Strong property investment interest from firms outside the US has propelled Houston amongst the top five global cities for the first time last year, according to an annual survey by the Association of Foreign Investors in Real Estate conducted since 1994, Bloomberg reported on March 26. The fourth largest city in the US appeals to foreign property investors with lower costs and higher returns compared with the priciest US cities, the newswire noted.
A top-tier market
According to New York-based market researcher Real Capital Analytics Inc., foreign companies were the largest net buyers of any investor class, spending four times more than US REITs, which came in second. The increased international interest has created “true international feeling” in the fast-expanding energy hub and also benefited other sectors of the local economy, explained Greg Kraus, managing director at Atlanta-based Invesco Ltd. (IVZ). “Houston has gained broad acceptance as a top-tier market,” Kraus said, as quoted by Bloomberg. “It’s reflected in job growth, more gas refineries, more oil out of the Houston port and a true international feeling.”
A recent rise in US oil output and oil exports have deepened Houston’s status as the U.S. energy capital. Increased sea and road traffic to rising markets in Latin America also is prompting the world’s biggest oil companies to expand in Houston.
According to Jim Fetgatter, CEO of the Washington-based foreign real estate investors association, energy-related job growth is the main draw for overseas capital. Houston had the fastest-growing large metropolitan economy in the US for two straight years, with a 3.8 percent jump in gross domestic product in 2011, Bloomberg said. Unemployment last year fell to 6 percent from 7.2 percent in 2011.
Office Property Most Sought After
Houston’s office property sector has grabbed the lion’s share of the foreign property investment capital, accounting for 45 percent of investments by non-US buyers since 2007, according to data from Real Capital. Overseas investors poured $2.83 billion into office buildings in the past three years, the market research firm revealed. One of the areas most targeted by investors is the Galleria district, home to many of the city’s high-rises and high-end hotels, as well as the eponymous Galleria mall – a shopping centre comprising of 2.4 million-square-foot (223,000-square-metre) of mixed-use space.
Some of the biggest foreign investments in the office sector include the 2011 acquisition of Hess Tower by Toronto-based H&R REIT for $524 per square foot – record price for Houston downtown that values the whole building at $442.5 million - and last year’s $227 million investment from Munich-based Allianz SE, which bought a 49 percent stake in four Galleria towers.
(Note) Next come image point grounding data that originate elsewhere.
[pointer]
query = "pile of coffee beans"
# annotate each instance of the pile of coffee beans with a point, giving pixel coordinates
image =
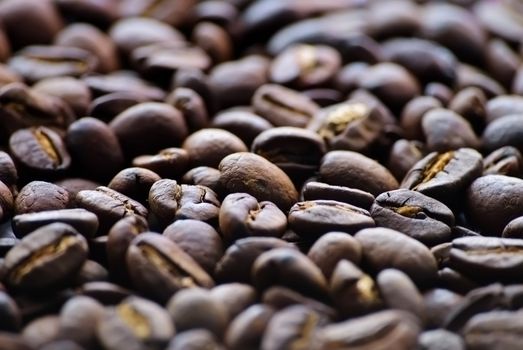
(261, 174)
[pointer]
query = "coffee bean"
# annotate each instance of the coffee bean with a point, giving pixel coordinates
(418, 216)
(55, 251)
(250, 173)
(241, 215)
(135, 323)
(154, 260)
(385, 248)
(315, 218)
(351, 169)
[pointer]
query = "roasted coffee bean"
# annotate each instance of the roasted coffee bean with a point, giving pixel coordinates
(385, 248)
(72, 91)
(241, 215)
(78, 319)
(487, 258)
(148, 128)
(89, 38)
(109, 205)
(418, 216)
(236, 263)
(94, 148)
(45, 21)
(209, 146)
(168, 163)
(82, 220)
(118, 240)
(135, 323)
(46, 258)
(170, 201)
(198, 239)
(296, 151)
(398, 292)
(353, 292)
(194, 308)
(444, 176)
(351, 169)
(493, 201)
(333, 247)
(39, 196)
(35, 63)
(289, 268)
(315, 218)
(134, 183)
(243, 123)
(249, 173)
(304, 66)
(379, 330)
(282, 106)
(245, 332)
(154, 260)
(440, 339)
(191, 105)
(40, 151)
(236, 297)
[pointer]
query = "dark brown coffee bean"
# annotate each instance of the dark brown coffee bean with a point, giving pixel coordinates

The City Lures Overseas Investors with Low Costs and High Returns Purchases from US buyers included, office sales in Houston increased by 32 percent to $3.89 billion in 2012, the highest in five years. That compares with the 21 percent increase nationally, according to Real Capital. One of the most recent acquisitions by US buyers came from Invesco, which this month bought Williams Tower, located in the Galleria district for $412 million. The property, which at 909 feet (277 metres) is the third tallest building in the city, is 95 percent leased, Bloomberg said.
Rents reach record levels as occupancy soars
In addition to rising office sales, rents in the city also increase rapidly. Average rents for the most desirable offices in the Galleria district rose 11 percent to record high $32.02 per square foot in 2012, according to the world’s largest commercial real estate service company CBRE. Downtown rents for Class A space also came close to record last year at $39.60, a 3.7-percent increase from 2011. Occupancy in the city for the same period gained 4.3 million square feet, the most since 2006.